Development and characterization of methylprednisolone loaded delayed release nanofibers


Turanlı Y., Tort S., Acartürk F.

JOURNAL OF DRUG DELIVERY SCIENCE AND TECHNOLOGY, cilt.49, ss.58-65, 2019 (SCI-Expanded) identifier identifier

  • Yayın Türü: Makale / Tam Makale
  • Cilt numarası: 49
  • Basım Tarihi: 2019
  • Doi Numarası: 10.1016/j.jddst.2018.10.031
  • Dergi Adı: JOURNAL OF DRUG DELIVERY SCIENCE AND TECHNOLOGY
  • Derginin Tarandığı İndeksler: Science Citation Index Expanded (SCI-EXPANDED), Scopus
  • Sayfa Sayıları: ss.58-65
  • Anahtar Kelimeler: Electrospinning, Delayed release, Nanofiber, Methylprednisolone, Drug release, DRUG-DELIVERY, ELECTROSPUN NANOFIBERS, IN-VITRO, STRATEGIES, TABLETS
  • Gazi Üniversitesi Adresli: Evet

Özet

Nanofibers have gained significant attention recently due to its wide applications in pharmaceutical area. Methylprednisolone (MP), a synthetic corticosteroid drug, has been used to treat a number of diseases. However, MP can lead to ulceration by acting as a direct irritant to the gastric mucosa. This study aimed to design MP loaded electrospun nanofibers for delayed release drug delivery system. The MP loaded nanofibers were prepared with enteric polymers such as Eudragit L100-55, Eudragit S100 and Kollicoat MAE100-55. Viscosity, conductivity and surface tension of the solutions were analyzed before electrospinning. DSC studies of polymers and MP were also conducted.
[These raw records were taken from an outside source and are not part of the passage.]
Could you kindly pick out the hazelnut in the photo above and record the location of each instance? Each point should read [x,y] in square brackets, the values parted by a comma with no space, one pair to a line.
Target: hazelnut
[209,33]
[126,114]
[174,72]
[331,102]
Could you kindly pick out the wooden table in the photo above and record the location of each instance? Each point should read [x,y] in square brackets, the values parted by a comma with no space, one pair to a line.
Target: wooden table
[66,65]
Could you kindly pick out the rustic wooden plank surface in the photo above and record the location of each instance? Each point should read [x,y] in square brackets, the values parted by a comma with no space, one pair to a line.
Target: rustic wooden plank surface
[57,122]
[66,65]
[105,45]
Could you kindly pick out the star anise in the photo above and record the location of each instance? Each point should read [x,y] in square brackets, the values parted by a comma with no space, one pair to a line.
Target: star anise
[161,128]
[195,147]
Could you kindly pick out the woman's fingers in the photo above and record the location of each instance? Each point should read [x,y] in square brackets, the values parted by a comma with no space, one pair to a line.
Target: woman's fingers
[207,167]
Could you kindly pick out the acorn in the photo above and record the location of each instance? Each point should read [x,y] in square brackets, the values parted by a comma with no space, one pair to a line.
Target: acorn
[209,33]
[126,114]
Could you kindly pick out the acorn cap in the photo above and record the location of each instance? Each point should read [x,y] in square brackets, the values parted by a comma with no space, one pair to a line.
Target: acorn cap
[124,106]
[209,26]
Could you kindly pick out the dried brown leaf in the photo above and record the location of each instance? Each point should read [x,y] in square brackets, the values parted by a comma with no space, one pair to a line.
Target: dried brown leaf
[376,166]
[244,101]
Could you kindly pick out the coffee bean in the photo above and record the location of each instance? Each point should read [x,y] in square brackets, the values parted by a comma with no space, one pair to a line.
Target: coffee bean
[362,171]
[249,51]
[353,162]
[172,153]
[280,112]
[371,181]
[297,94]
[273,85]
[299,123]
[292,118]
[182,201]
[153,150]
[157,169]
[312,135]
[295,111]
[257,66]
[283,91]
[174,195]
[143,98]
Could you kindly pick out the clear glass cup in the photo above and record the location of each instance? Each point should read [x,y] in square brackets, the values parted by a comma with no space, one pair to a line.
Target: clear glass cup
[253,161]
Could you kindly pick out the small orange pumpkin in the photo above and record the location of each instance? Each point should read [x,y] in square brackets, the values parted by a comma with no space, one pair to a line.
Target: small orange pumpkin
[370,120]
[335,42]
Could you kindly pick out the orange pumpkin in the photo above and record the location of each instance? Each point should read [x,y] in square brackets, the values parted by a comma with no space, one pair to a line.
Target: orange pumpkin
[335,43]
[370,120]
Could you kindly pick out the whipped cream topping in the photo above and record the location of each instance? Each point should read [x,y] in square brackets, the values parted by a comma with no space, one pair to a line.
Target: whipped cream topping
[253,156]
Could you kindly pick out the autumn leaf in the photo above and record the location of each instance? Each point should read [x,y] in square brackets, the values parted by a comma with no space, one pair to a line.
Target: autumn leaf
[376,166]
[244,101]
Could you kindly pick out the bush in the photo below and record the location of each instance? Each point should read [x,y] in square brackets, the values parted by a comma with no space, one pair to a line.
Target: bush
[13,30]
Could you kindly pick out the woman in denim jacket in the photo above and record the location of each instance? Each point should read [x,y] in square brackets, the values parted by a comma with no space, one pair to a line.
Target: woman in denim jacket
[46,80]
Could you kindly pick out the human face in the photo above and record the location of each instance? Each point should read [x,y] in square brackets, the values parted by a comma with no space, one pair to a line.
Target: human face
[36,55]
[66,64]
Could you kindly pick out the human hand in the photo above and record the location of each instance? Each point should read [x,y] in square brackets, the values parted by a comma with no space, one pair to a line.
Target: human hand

After fabrication, the nanofibers were evaluated in terms of surface morphology and drug release. The drug release kinetics were calculated to predict the release mechanism. The fiber diameter increased with increasing drug concentration. The increase in mean nanofiber diameter caused the delayed release of MP. The nanofibers prepared with Eudragit S100 polymer with 10:0.5 polymer: drug ratio showed the optimum delayed release profile. The release profiles were best fitted to Weibull model, which shows complex release mechanism. Uniaxial electrospinning could be considered as a simple, inexpensive and effective method for producing delayed release drug delivery system.